Trokic sacó su tarjeta y se la tendió con los dedos anquilosados de frío.
—¿Le importaría echarle un vistazo de vez en cuando a esa especie de monumento improvisado y llamarme si advierte cualquier tipo de conducta sospechosa?
Señaló hacia el punto donde acababa la zona acordonada y se extendía un mar de ramos de flores.
—Claro que no. Se ve desde la ventana de la cocina. Ya ha venido mucha gente. La mayoría deja un flor y se vuelve a marchar.
—Ya, pero llámeme si alguien hace algo extraño o viene repetidamente.
La joven estudió la tarjeta que le había dado. En sus labios se insinuó una agradable sonrisa de medio lado.
—No se preocupe, lo haré.
Regresó al pequeño remanso donde había aparecido el niño y se quedó contemplando el punto donde se acumulaban las ramas. ¿Por qué lo habrían tirado al agua? El Giber no era muy hondo y en varios puntos se podía cruzar casi sin llegar a mojarse los zapatos. No era un río cuya corriente pudiera arrastrar aquella terrible historia consigo al fondo o llevarla hasta el mar, y tampoco un océano donde un cadáver pudiera desaparecer para no volver jamás.
No obstante, el agua siempre era una ayuda a la hora de destruir pruebas periciales, y muchos asesinos lo sabían perfectamente y lo tenían en cuenta a la hora de deshacerse de su carga. Sin embargo, la situación de la víctima entre las ramas tan cerca del pueblo parecía más bien fruto de un impulso. De la desesperación. ¿Por qué no conducir el cadáver a un lugar más aislado y abandonarlo allí? Cualquiera de los lagos de la zona habría sido una elección más acertada.

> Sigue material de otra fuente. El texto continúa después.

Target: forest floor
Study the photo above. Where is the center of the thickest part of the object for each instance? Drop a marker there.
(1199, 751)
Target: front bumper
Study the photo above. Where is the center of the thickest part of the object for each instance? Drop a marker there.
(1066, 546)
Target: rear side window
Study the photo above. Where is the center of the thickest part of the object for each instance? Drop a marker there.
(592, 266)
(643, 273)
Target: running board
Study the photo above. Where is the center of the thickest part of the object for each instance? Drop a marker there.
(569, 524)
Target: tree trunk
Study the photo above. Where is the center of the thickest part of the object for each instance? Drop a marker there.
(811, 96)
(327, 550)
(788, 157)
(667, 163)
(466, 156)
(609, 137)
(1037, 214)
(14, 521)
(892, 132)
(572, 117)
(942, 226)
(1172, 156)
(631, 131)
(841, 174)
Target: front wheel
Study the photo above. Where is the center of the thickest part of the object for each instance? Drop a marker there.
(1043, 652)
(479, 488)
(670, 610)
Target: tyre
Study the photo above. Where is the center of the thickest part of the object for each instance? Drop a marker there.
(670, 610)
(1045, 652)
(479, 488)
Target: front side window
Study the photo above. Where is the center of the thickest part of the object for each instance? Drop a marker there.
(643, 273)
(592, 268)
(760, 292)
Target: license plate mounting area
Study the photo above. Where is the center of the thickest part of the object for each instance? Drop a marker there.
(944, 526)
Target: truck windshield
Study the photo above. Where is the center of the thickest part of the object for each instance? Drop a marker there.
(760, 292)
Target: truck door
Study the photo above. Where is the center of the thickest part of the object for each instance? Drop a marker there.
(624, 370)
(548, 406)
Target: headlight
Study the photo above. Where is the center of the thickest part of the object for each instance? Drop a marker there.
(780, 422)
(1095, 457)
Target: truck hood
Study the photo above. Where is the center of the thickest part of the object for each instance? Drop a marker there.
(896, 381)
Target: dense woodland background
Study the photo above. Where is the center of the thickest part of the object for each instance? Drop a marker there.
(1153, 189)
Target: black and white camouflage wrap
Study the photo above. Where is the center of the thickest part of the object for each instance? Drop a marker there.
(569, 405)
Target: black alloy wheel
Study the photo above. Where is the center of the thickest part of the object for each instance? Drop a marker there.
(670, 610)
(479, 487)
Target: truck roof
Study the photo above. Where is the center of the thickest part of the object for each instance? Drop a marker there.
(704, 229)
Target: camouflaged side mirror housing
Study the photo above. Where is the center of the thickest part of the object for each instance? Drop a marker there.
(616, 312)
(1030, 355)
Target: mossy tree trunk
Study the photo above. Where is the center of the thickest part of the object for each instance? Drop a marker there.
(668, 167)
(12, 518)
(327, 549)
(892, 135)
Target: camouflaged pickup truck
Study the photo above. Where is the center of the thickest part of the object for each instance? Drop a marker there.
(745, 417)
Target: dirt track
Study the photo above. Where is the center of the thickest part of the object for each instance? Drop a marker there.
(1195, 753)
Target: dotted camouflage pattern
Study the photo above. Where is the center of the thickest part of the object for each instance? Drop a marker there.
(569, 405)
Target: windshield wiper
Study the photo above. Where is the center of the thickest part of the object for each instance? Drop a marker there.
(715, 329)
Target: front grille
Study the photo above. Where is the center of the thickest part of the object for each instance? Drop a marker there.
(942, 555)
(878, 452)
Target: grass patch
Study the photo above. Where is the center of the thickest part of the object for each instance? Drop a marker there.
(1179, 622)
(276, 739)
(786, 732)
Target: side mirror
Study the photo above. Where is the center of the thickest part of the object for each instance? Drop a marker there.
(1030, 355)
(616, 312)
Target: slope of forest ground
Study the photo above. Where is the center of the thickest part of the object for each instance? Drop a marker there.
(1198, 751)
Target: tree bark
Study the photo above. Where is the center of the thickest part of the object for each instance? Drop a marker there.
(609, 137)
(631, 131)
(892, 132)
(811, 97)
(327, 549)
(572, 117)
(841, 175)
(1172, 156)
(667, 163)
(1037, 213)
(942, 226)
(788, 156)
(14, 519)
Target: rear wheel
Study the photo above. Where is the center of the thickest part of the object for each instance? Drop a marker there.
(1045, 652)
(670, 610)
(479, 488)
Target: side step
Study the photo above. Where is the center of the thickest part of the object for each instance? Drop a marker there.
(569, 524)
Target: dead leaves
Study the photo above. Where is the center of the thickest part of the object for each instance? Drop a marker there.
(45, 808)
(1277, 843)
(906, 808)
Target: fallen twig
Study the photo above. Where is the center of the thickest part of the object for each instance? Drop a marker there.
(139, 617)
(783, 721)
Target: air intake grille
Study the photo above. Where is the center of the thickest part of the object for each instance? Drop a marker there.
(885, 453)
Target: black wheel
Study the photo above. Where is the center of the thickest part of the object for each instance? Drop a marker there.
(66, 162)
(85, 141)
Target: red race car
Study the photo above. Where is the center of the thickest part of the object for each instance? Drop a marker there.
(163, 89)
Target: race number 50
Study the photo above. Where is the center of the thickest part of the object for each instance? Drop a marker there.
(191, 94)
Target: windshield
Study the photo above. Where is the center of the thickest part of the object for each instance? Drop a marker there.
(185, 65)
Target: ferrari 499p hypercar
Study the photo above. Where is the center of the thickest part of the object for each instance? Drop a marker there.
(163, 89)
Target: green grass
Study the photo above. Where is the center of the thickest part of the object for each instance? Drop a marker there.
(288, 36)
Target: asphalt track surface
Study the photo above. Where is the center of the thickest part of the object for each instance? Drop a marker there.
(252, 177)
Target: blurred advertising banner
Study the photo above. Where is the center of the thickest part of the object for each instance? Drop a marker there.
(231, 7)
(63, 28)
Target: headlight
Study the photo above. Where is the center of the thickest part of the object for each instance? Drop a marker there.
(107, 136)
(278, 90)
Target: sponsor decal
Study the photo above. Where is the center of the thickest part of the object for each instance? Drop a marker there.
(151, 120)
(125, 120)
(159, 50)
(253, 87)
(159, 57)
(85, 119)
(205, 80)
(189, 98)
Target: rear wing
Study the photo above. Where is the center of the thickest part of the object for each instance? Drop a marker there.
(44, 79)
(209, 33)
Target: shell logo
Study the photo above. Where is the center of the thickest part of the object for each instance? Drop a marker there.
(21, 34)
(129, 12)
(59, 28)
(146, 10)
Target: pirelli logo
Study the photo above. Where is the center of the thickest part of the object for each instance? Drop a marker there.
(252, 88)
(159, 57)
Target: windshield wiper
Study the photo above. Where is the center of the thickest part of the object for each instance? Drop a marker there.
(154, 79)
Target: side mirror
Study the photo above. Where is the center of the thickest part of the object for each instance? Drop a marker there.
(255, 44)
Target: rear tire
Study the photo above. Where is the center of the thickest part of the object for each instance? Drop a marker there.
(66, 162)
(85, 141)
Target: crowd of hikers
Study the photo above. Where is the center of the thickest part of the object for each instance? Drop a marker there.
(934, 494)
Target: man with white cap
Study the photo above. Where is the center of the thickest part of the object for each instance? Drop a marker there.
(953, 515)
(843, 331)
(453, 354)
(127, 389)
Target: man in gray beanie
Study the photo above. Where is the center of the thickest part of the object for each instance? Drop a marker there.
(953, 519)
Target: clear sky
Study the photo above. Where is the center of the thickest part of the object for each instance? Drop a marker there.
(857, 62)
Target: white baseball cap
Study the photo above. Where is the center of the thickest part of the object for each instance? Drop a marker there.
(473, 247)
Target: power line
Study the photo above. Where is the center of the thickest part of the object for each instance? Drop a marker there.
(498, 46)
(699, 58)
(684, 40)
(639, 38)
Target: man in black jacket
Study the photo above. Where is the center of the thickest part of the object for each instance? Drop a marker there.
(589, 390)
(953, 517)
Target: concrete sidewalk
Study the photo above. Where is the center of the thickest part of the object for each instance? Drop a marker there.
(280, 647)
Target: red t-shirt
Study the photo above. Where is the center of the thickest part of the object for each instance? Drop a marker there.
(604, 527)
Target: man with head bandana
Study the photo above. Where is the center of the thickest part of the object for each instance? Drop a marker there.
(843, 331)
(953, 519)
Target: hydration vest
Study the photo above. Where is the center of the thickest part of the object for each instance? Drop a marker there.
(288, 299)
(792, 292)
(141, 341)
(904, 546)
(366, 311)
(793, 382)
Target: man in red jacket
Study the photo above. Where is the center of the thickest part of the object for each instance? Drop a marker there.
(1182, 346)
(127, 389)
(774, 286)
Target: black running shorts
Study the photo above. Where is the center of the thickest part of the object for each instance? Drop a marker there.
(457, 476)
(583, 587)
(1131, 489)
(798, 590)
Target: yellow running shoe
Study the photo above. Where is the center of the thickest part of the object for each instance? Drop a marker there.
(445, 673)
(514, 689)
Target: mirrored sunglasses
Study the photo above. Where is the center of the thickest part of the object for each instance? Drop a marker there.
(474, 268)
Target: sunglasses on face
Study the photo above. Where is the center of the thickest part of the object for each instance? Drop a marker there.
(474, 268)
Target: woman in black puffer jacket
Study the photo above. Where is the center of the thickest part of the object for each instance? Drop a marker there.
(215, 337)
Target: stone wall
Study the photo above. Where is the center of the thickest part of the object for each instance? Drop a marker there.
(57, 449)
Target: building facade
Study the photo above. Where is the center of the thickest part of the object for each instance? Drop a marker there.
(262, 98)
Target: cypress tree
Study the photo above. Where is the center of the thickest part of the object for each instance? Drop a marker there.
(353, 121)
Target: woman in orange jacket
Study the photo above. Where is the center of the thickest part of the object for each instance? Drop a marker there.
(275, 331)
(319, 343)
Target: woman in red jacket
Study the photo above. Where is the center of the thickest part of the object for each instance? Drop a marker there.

Recordó lo que había dicho Lisa acerca de la hora que se veía en la imagen del vídeo. Lo había comentado con el guía canino a cargo de Kashmir y le había preguntado si cabía la posibilidad de que el animal hubiese perdido el rastro entre la nieve de Hørretvej, pero el guía no había dado su brazo a torcer e insistía en que al crío tenía que habérselo llevado un coche poco después de salir de la ludoteca. Luego siguió una larga perorata sobre el curso avanzado de rescate en avalanchas al que el pastor alemán había asistido en Austria, rematada por la frase: «Kashmir nunca se equivoca».
En ese momento sonó el teléfono. Era David Olesen, el policía local. Hablaba con una voz grave y oronda y Trokic recordó que era un gigante de cerca de dos metros con una caja torácica como el parachoques de un Chevrolet antiguo.
—Me he acordado de una cosa —rezongó.
—¿Sí?
El comisario sacó la cajetilla de tabaco y encendió un cigarrillo. La ley antitabaco acababa de quedar derogada, decidió en solitario.
—Todo parece indicar que Lukas Mørk estuvo cerca de algún fuego.
—Sí, en efecto. El forense confirmó que se trataba de quemaduras. Esta mañana hemos mandado algunos efectivos a buscar sitios quemados por la zona, pero por ahora no ha habido mucha suerte. Ése es uno de los grandes misterios del caso.
—Me gustaría enseñarte una cosa. ¿Podemos vernos en Mårslet mañana por la mañana?
—Sí. ¿De qué se trata?
David Olesen respiró con pesadez y al fin dijo:
—Creo que el culpable ya ha actuado otras veces. De otra manera.